Num caso de decisão individual que resultou em crise entre os poderes, Marco Aurélio concedeu, em 2016, liminar provisória para afastar o senador Renan Calheiros (MDB-AL) do cargo de presidente do Senado. O ministro fez valer a jurisprudência da Corte de que réus não podem ocupar a linha sucessória da Presidência da República. Dois dias depois, porém, o plenário desfez a medida e reconduziu Renan ao posto, com a condição de que não assumisse o controle do País.
Levantamento feito pelo pesquisador Jeferson Mariano, doutor em ciência política pela Universidade Estadual do Rio de Janeiro (UERJ) e estudioso do Judiciário, aponta que Marco Aurélio apresentou votos isolados do restante do colegiado em 13,52% das ações que tratam da constitucionalidade dos atos ou omissões de outros Poderes. O estudo considerou os 3.738 julgamentos colegiados entre 1988 e 2017 - o decano participou de 3.098 votações.
Mariano avalia que Marco Aurélio se dedicou mais a expor para o público aquilo que lhe pareciam as fragilidades das decisões da Corte do que em colaborar com a formação de maiorias. "O ministro acabou se tornando uma espécie de ombudsman no Tribunal", afirma Mariano. "A marca de sua atuação foi a decisão de falar preferencialmente para fora do Supremo."
Marco Aurélio foi um dos criadores da TV Justiça e é um dos integrantes da Corte com maior interlocução com a imprensa.
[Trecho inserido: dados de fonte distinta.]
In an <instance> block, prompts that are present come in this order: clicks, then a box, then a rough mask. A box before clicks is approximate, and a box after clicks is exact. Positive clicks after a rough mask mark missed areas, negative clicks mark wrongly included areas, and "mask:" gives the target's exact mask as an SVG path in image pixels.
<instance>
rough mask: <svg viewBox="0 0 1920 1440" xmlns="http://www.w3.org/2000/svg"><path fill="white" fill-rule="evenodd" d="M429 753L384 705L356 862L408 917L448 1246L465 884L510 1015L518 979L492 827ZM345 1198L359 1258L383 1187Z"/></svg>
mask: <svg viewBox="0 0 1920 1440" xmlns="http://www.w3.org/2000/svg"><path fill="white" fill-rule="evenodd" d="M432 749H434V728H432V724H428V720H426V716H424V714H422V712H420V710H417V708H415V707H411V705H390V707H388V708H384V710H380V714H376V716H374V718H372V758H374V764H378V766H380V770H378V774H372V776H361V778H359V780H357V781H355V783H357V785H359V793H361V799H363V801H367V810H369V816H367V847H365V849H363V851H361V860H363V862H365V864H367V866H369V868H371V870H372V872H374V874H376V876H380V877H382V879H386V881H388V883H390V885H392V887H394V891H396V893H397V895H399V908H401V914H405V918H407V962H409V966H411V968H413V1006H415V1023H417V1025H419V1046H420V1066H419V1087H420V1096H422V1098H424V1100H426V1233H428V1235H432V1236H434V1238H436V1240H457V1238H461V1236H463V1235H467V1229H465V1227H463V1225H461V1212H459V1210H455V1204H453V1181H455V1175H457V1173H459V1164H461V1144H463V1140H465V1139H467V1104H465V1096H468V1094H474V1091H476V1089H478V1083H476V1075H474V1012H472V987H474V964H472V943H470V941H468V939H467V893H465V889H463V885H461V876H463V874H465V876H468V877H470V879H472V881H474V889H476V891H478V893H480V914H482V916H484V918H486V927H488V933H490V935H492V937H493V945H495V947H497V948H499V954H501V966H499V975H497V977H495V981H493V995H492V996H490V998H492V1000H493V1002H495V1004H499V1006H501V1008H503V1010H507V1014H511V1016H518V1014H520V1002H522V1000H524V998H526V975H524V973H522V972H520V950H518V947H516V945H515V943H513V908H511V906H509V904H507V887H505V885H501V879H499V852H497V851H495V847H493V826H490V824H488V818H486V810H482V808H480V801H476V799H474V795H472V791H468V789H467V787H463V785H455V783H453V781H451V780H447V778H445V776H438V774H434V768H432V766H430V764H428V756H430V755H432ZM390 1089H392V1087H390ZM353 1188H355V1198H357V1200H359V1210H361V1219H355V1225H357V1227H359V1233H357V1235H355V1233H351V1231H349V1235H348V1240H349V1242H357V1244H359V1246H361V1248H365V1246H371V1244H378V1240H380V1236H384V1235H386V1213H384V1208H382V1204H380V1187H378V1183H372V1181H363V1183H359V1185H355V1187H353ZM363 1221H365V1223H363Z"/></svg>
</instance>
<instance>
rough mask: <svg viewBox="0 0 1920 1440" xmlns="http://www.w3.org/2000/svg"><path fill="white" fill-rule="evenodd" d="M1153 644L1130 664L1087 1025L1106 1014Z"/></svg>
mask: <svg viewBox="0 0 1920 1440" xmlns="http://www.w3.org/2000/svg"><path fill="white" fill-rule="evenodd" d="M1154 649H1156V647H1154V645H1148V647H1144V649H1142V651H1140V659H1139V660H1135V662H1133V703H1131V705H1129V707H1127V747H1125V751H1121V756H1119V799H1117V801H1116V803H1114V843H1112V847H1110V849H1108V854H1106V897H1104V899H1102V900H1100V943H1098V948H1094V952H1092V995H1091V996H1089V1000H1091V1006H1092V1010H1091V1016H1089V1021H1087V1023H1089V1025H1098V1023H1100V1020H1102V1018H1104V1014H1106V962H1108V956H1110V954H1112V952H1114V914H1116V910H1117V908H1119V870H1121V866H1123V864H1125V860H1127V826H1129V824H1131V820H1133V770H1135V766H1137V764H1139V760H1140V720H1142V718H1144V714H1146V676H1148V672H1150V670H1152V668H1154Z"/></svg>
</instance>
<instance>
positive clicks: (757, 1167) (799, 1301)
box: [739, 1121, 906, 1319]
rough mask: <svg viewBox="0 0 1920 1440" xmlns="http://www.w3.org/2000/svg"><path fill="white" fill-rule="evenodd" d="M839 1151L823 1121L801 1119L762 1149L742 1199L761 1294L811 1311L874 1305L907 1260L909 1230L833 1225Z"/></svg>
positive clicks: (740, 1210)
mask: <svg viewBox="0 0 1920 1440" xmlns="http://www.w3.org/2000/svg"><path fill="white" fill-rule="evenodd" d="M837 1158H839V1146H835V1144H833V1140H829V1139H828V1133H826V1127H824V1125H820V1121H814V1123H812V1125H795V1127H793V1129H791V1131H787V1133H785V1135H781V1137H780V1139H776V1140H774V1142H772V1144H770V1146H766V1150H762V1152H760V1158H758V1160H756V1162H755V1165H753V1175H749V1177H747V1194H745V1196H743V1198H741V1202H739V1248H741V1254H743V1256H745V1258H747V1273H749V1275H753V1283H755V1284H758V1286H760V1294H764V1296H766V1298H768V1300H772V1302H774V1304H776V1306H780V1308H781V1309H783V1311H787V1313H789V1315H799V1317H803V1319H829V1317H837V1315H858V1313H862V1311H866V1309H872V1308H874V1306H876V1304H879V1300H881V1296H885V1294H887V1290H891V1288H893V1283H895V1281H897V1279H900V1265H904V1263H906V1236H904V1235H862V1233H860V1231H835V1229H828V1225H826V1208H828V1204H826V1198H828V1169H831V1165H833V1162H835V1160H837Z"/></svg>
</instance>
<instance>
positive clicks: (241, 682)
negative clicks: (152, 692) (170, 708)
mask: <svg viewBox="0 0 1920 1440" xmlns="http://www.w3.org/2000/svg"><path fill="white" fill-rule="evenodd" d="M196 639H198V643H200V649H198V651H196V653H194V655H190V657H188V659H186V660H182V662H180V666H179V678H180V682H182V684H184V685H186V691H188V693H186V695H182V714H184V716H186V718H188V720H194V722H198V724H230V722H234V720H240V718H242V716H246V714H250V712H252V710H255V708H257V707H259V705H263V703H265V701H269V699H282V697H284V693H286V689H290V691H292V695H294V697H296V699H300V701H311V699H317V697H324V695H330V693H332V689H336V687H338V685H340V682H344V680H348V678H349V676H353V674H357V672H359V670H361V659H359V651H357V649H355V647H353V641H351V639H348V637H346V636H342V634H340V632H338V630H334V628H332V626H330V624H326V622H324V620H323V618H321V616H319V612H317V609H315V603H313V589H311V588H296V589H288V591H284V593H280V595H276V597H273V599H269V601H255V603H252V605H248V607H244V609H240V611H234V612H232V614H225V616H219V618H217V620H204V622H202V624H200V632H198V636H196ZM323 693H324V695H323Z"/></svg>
A lei que criou o canal foi sancionada simbolicamente por ele, em maio de 2002, no período de sete dias em que ocupou a cadeira de presidente da República.
No STF, Marco Aurélio já teve embates com colegas. Em outubro de 2004, ele chamou o ex-ministro Joaquim Barbosa para resolver uma discussão "na rua".
No ano passado, acusou o atual presidente da Corte, Luiz Fux, de ser "autoritário", e Alexandre de Moraes de "xerife".